The article 's message seem to be that there is need for the instructional design profession to be made progressive. Such that a designer advances from amateur to professional stage. This proposition is anchored in the complexity that instructional design has come to bring about following the shift in the nature of practice. This progressive ladder should be a show of experience and problem solving skills acquired. This is such that different steps on the ladder will represent differing ability in problem solving. Another notion given by the article is that of being a designer by assignment which assigns a certain degree of specificity to the responsibility of the designer. As such, every job will present new challenges and therefore require novel ways of problem solving. Additionally, the ultimate professional at doctorate level should be able to assess, diagnose, analyse, deconstruct, and improve an existing instructional technology and prime it for optimum impact on the learner.

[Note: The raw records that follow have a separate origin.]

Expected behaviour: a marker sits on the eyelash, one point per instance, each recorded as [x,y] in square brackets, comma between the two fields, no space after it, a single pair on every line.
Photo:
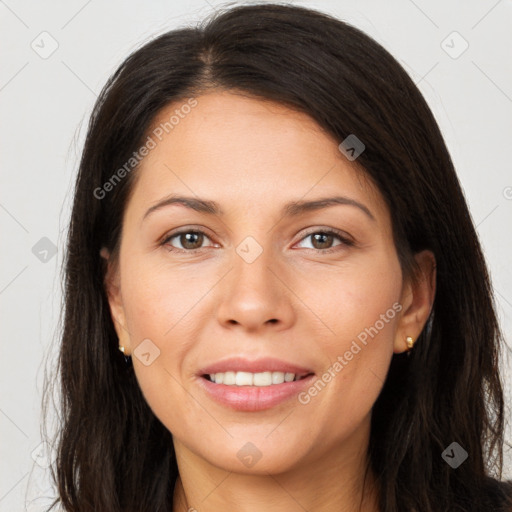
[338,234]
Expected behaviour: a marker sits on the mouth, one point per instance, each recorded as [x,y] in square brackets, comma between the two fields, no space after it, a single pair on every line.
[259,379]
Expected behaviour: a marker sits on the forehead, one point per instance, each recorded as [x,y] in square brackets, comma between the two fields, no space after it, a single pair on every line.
[246,153]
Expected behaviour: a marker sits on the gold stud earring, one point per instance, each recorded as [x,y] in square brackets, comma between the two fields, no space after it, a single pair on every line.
[126,358]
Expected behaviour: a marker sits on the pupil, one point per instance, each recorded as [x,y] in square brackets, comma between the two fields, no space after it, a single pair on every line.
[323,235]
[188,237]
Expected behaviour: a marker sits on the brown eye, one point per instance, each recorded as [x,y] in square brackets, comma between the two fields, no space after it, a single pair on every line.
[187,240]
[323,240]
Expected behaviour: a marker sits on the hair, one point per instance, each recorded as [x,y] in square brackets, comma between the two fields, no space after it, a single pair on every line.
[112,452]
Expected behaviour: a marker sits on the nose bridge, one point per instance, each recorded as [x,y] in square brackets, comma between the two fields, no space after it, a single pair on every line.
[253,295]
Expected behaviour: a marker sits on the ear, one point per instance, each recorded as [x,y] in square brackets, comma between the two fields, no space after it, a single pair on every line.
[417,299]
[113,290]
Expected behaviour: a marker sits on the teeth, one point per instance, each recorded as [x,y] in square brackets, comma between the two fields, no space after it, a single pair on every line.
[252,379]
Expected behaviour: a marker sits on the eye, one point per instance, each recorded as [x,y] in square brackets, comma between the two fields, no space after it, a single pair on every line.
[322,240]
[190,240]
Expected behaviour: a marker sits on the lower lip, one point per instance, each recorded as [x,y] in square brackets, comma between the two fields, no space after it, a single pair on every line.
[254,398]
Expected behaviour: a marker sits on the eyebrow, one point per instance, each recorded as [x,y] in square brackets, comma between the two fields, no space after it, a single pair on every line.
[291,209]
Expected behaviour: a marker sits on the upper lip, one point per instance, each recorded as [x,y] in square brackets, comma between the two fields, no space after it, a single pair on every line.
[240,364]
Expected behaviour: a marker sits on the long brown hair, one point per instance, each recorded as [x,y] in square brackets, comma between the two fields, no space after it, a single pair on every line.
[113,453]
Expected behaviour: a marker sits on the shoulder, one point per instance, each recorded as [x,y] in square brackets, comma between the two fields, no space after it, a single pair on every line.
[499,494]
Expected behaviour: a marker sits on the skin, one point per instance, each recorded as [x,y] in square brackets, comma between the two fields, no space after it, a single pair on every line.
[252,156]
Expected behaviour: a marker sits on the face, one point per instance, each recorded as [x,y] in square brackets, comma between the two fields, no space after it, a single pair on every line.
[317,292]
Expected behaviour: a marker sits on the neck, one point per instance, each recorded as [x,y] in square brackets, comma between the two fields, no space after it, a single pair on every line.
[334,481]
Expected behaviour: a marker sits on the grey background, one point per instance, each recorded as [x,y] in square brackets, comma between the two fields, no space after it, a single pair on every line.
[45,99]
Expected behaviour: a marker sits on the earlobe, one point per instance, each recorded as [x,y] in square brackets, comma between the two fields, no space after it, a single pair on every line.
[113,293]
[418,298]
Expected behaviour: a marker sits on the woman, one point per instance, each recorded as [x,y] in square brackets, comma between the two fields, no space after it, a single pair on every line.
[268,225]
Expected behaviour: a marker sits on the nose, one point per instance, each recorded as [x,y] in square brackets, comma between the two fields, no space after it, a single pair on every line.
[255,296]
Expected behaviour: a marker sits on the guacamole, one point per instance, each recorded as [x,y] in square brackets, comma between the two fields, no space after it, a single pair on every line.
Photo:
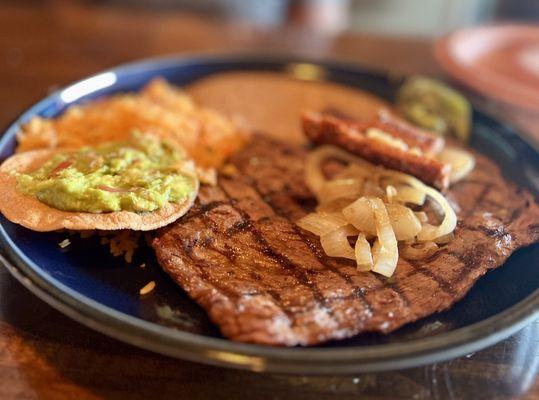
[139,175]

The model generally borrows from the hospital model which has a diverse range of practitioners with well-defined responsibilities. This is despite the varying competencies they possess. The correct blend of their expertise serves to improve the overall performance of the field. This article has various weaknesses arising from research and presentation of thoughts and ideas. The form of research used in the article is purely theoretical and therefore mostly speculative. The article doesn't provide hard rested data on the efficient of the model it advocates. Instead, it relies on other papers or articles to make its case which while are acceptable, considerably limit the validity of the article's points. However, the writers make a strong case that, given their lack of concrete evidence, is thought provoking and has the propensity to trigger a whole new dimension in research with a view to improving the instructional design and technology field.
Following this aspect of the article, there are varied future research ideas that van go a long way in increasing or cementing the knowledge presented in the article as credible. The first is in the evolving technologies and the equally evolving disparity of preferences by the current generation. This will prove that there is immediate need for processes to be put in place to serve this need hence the unstructured process meant to spur creativity to cope with the increasingly shifting landscape. The second is in the ability of the model to be replicated and the sustainability it would have in the long run. This aspect of future research will be time based such that the progress will be assessed with time and new areas of improvement determined as time elapses.